Graded Relevance Binary Relevance | Graded Relevance | Multiple Queries Test Collections | Ranking for Web Search

Graded Relevance • So far, we have dealt only with binary relevance • It is sometimes useful to take a more nuanced view: two documents might both be relevant, but one might be better than the other. • Instead of using relevance labels in {0,1}, we can use different values to indicate more relevant documents. • We commonly use {0, 1, 2, 3, 4}

Ambiguity of Graded Relevance • This adds its own ambiguity problems. • It’s hard enough to define “relevant vs. non-relevant,” let alone “somewhat relevant” versus “relevant” versus “highly relevant.” • Expert human judges often disagree about the proper relevance grade for a document. ➡ Some judges are stricter, and only assign high grades to the very best documents. ➡ Some judges are more generous, and assign higher grades even to weaker documents.

A Graded Relevance Scale • Here is one possible scale to use. ➡ Grade 0: Non-relevant documents.

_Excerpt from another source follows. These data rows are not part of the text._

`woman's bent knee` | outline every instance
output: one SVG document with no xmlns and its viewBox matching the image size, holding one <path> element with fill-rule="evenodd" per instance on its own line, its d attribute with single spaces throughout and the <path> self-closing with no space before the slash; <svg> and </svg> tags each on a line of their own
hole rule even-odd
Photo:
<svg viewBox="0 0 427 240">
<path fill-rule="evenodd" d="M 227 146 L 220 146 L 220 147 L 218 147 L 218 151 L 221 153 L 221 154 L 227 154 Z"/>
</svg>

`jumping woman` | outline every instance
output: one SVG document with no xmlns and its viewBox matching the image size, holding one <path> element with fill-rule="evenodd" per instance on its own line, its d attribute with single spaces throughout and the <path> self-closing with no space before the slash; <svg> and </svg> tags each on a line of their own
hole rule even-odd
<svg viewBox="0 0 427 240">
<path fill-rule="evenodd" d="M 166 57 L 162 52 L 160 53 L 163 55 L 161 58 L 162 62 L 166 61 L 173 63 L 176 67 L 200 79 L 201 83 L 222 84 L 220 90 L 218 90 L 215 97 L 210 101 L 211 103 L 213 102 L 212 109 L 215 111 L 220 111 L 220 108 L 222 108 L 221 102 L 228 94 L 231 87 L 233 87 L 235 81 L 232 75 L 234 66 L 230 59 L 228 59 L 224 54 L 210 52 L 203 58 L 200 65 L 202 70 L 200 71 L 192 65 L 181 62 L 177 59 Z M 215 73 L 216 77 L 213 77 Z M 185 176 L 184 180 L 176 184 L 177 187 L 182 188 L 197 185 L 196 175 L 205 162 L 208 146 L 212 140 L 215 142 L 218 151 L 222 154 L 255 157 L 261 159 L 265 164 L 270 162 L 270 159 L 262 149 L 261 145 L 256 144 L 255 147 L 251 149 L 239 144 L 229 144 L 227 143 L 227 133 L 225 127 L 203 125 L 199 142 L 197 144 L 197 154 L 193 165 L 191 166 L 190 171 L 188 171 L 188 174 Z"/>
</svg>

These documents do not answer the query at all (but might contain query terms!) ➡ Grade 1: Somewhat relevant documents. These documents are on the right topic, but have incomplete information about the query. ➡ Grade 2: Relevant documents. These documents do a reasonably good job of answering the query, but the information might be slightly incomplete or not well-presented. ➡ Grade 3: Highly relevant documents. These documents are an excellent reference on the query and completely answer it. ➡ Grade 4: Nav documents. These documents are the “single relevant document” for navigational queries.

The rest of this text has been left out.